Array has its own generative AI tool, eDiscovery AI, that allows users to provide simple instructions via a prompt to a pre-trained large language model, streamlining the identification, classification, and summarization of data for review.

No Privilege Log Means Discovery is Incomplete, Court Rules

The ACEDS Blog covered a discovery decision in which the failure to produce a privilege log resulted in the loss of privilege and sanctions. The case involved claims under the Fair Labor Standards Act and New York labor laws made by a plaintiff who alleged she was not paid overtime while working at a law firm and was fired after she requested overtime payment.
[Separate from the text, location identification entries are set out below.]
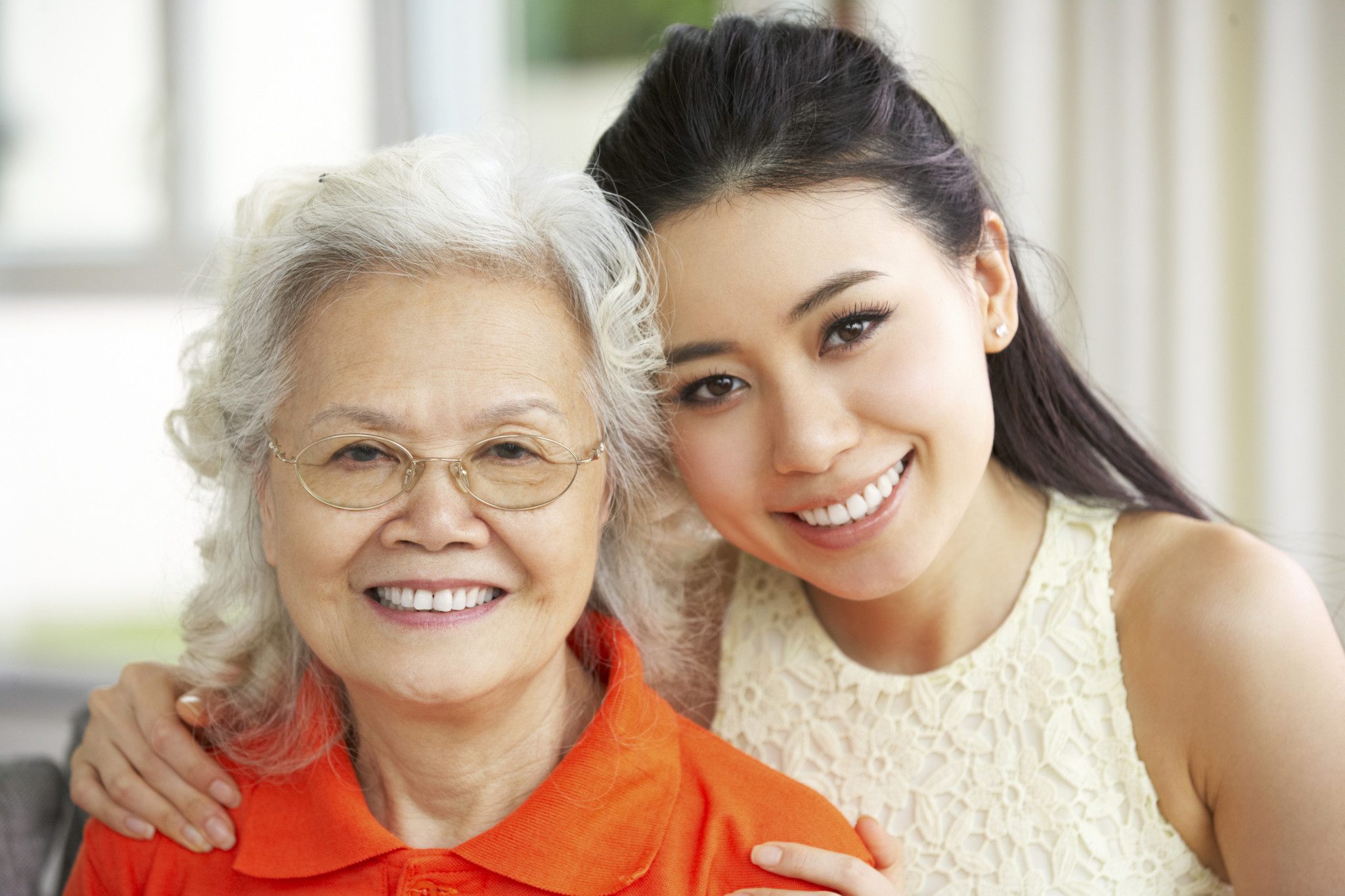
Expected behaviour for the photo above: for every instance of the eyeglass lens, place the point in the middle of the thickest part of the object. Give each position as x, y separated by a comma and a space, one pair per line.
359, 472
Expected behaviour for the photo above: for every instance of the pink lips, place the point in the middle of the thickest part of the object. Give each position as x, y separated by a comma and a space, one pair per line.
432, 620
839, 538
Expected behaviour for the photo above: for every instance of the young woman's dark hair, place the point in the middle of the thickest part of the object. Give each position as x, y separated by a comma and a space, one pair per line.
752, 105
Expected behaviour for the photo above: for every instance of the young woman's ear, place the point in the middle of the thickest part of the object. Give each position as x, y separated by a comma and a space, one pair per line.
997, 286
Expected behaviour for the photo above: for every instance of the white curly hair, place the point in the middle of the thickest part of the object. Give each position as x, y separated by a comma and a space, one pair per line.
412, 210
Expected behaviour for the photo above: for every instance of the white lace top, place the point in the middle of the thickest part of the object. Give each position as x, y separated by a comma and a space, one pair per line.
1013, 770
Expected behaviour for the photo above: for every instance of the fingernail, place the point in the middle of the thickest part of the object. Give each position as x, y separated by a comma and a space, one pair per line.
192, 703
767, 856
141, 828
223, 794
197, 842
219, 833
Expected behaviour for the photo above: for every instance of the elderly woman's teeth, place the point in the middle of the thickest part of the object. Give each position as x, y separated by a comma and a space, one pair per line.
857, 505
444, 601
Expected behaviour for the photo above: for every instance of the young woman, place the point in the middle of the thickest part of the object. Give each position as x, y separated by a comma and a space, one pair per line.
965, 599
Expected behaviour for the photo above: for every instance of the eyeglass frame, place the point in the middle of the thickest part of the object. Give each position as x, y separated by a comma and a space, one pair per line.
455, 465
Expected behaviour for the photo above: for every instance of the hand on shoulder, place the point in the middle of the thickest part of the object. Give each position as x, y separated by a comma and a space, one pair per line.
1237, 688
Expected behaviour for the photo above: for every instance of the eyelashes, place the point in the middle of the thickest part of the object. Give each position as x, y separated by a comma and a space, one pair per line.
711, 390
841, 331
849, 328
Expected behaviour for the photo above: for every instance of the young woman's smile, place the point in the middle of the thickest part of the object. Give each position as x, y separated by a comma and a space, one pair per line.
845, 363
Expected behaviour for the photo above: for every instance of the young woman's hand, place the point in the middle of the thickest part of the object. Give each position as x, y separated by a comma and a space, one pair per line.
141, 770
837, 872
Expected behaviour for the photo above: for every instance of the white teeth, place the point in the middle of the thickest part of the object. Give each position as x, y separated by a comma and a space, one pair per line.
857, 505
444, 601
884, 485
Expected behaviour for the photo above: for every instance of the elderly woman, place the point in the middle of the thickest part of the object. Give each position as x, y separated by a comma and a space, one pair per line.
426, 409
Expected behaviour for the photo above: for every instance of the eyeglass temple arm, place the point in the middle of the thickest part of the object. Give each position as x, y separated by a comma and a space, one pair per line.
602, 446
280, 456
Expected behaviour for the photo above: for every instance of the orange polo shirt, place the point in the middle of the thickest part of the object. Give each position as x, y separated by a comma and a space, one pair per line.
646, 802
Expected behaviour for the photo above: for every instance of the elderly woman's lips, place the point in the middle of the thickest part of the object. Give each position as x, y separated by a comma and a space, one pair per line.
444, 601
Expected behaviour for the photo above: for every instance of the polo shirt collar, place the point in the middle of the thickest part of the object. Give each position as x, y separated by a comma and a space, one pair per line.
592, 828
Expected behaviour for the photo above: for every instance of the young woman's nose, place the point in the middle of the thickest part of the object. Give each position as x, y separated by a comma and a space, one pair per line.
436, 513
810, 426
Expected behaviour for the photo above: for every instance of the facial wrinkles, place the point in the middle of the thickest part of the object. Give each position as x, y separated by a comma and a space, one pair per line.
416, 362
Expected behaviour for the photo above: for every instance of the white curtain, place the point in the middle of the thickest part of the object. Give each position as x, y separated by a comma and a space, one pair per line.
1179, 160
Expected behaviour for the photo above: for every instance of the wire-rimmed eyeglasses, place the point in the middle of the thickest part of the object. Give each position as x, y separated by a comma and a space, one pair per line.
361, 472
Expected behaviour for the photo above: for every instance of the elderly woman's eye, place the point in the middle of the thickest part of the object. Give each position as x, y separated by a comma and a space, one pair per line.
712, 390
510, 452
361, 454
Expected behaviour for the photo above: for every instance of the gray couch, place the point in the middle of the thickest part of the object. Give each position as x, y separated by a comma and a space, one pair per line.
39, 828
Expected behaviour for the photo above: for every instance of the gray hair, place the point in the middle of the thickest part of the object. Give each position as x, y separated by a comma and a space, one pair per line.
413, 210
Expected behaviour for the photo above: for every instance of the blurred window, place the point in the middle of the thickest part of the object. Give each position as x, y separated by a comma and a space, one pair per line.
592, 30
82, 125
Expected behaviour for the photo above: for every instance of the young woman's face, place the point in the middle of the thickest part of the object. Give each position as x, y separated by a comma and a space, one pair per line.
820, 347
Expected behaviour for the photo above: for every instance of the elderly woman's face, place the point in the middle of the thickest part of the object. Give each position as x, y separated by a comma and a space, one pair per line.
436, 367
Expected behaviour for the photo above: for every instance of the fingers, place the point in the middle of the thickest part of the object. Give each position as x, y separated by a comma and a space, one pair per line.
116, 796
835, 872
888, 856
124, 750
88, 793
152, 691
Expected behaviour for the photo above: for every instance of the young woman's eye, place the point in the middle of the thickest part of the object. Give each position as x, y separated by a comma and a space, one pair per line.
853, 328
711, 389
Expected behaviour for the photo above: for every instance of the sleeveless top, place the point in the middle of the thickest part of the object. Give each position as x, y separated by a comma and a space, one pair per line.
1012, 770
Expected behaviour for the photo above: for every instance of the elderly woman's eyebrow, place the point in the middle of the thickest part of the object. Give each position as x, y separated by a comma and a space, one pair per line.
502, 413
357, 414
508, 412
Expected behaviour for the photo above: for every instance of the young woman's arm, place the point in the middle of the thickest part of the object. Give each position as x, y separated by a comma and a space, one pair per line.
139, 769
1237, 688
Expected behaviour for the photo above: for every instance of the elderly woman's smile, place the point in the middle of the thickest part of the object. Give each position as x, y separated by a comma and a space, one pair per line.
437, 367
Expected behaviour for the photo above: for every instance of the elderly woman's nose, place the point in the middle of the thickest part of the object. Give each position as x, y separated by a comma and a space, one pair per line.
435, 515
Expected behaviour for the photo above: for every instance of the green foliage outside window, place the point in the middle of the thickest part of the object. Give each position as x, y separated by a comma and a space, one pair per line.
588, 30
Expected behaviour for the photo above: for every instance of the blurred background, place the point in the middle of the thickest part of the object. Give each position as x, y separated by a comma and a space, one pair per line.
1173, 160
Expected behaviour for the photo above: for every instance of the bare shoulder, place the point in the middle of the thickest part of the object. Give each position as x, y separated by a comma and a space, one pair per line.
1211, 602
1237, 687
1211, 589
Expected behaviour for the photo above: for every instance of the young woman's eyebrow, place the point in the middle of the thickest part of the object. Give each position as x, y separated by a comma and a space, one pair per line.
695, 351
831, 288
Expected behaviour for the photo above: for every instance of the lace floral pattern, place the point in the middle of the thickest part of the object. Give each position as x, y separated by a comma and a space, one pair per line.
1013, 770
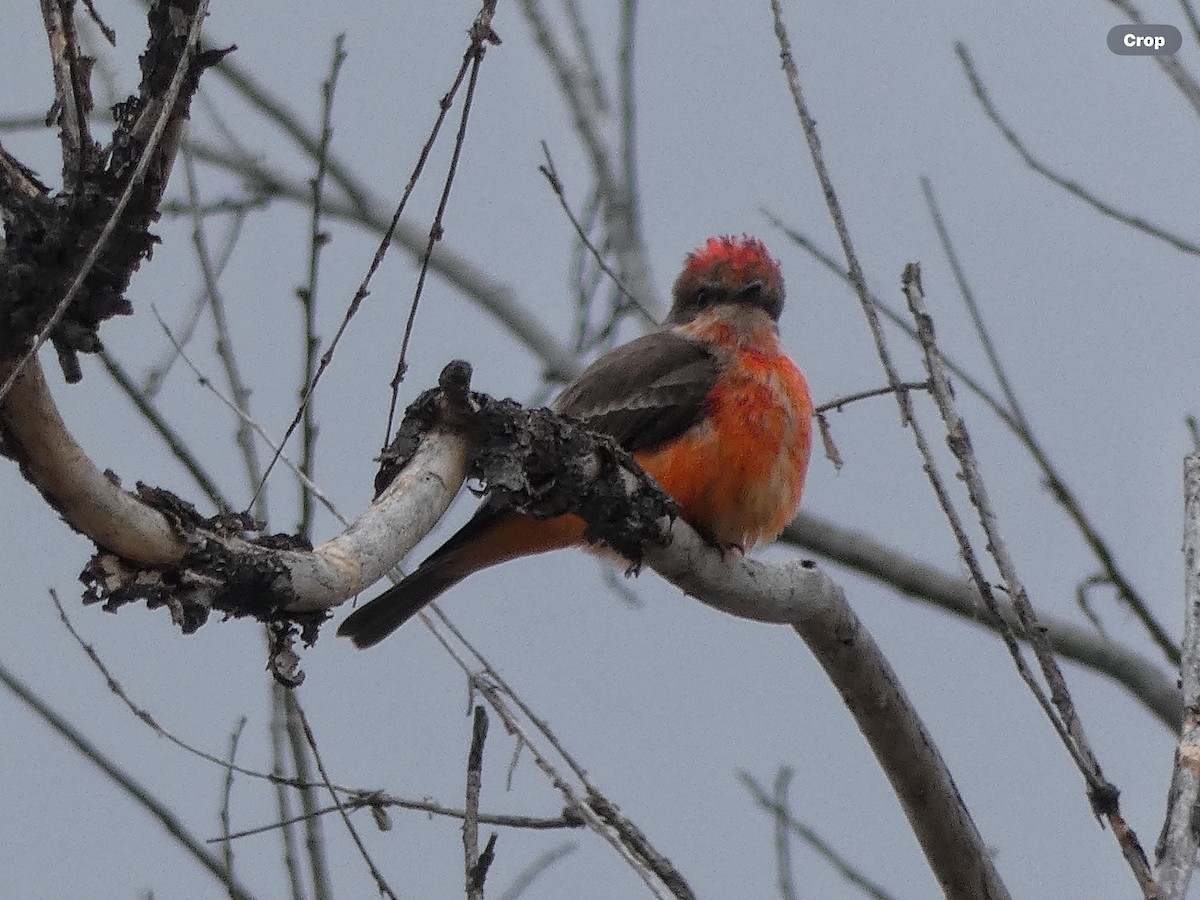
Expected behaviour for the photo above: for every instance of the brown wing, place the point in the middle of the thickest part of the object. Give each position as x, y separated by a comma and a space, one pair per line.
646, 391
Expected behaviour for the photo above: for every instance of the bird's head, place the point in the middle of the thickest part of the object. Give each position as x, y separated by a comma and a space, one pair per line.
727, 270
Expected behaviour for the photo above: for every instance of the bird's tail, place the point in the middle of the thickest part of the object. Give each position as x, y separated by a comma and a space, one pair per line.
375, 621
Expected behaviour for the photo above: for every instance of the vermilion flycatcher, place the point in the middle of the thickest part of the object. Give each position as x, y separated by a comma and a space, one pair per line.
711, 406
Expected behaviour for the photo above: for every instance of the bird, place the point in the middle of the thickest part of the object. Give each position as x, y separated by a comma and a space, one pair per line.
709, 405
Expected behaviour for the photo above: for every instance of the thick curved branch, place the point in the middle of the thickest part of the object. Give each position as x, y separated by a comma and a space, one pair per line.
211, 563
801, 594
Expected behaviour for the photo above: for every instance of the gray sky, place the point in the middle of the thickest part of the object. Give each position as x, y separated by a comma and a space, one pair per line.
664, 703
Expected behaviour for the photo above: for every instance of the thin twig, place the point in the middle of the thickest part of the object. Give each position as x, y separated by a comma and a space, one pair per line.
1069, 185
239, 390
205, 382
593, 126
1170, 65
298, 748
168, 820
475, 871
954, 594
783, 845
227, 793
499, 300
495, 697
381, 882
528, 875
839, 403
969, 300
379, 801
556, 185
481, 35
1102, 793
289, 840
172, 438
307, 294
377, 259
783, 816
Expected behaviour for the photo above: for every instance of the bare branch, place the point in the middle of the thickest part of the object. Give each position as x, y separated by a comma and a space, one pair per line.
863, 553
1176, 852
801, 594
966, 870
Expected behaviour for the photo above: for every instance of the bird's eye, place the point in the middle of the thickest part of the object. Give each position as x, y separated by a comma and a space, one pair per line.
751, 292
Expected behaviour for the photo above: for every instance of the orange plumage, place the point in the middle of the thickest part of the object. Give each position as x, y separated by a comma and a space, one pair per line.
711, 406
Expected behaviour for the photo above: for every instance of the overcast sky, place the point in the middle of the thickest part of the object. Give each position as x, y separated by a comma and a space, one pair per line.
663, 703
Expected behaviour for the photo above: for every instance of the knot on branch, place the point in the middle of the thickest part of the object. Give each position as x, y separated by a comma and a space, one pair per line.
543, 463
223, 571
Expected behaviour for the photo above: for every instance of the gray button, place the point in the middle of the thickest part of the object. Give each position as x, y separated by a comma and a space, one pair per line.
1145, 40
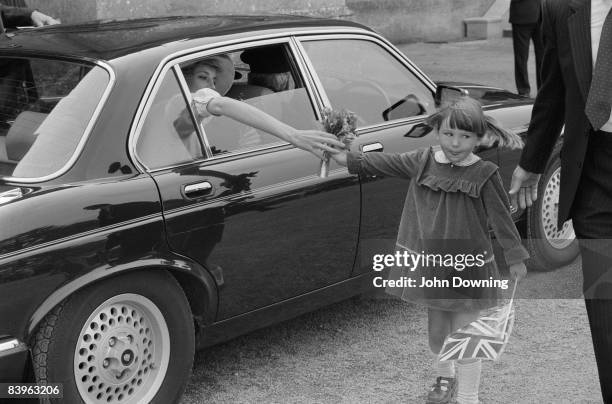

The firm argued the plaintiff was an exempt employee and acted in good faith.

The plaintiff filed a motion for sanctions after the firm didn’t completely produce audio files from WhatsApp, an instant messaging platform, that the plaintiff alleged could affect the law firm’s good faith defense. The firm withheld messages on privilege grounds, but didn’t provide a log, and withheld messages on relevance grounds past the court’s deadline.

The result for the defendant was that the court ruled it had waived privilege on the remaining files by failing to produce a log, and the court precluded the defendant from using previously undisclosed files to support its good faith defense.

When withholding documents based on privilege or other reservation, ensure that a log of withheld documents is promptly supplied and details the reason for withholding so as not to make the same mistake.

FTC, DOJ Update Guidance on Ephemeral Messaging Preservation

The Federal Trade Commission and Department of Justice recently announced updated language in their standard preservation letters to address the increased use of collaboration tools and ephemeral messaging platforms such as Slack, Microsoft Teams, and Signal. The changes are a reminder to check that your data retention settings for collaboration apps and ephemeral messaging tools follow best practices, and to proactively examine options for expert eDiscovery expertise and tools to export and sift through data — litigation at some point tends to be an inevitability.

“These updates to our legal process will ensure that neither opposing counsel nor their clients can feign ignorance when their clients or companies choose to conduct business through ephemeral messages,” said Manish Kumar, Deputy Assistant Attorney General of the Justice Department’s Antitrust Division. “The Antitrust Division and the Federal Trade Commission expect that opposing counsel will preserve and produce any and all responsive documents, including data from ephemeral messaging applications designed to hide evidence. Failure to produce such documents may result in obstruction of justice charges.”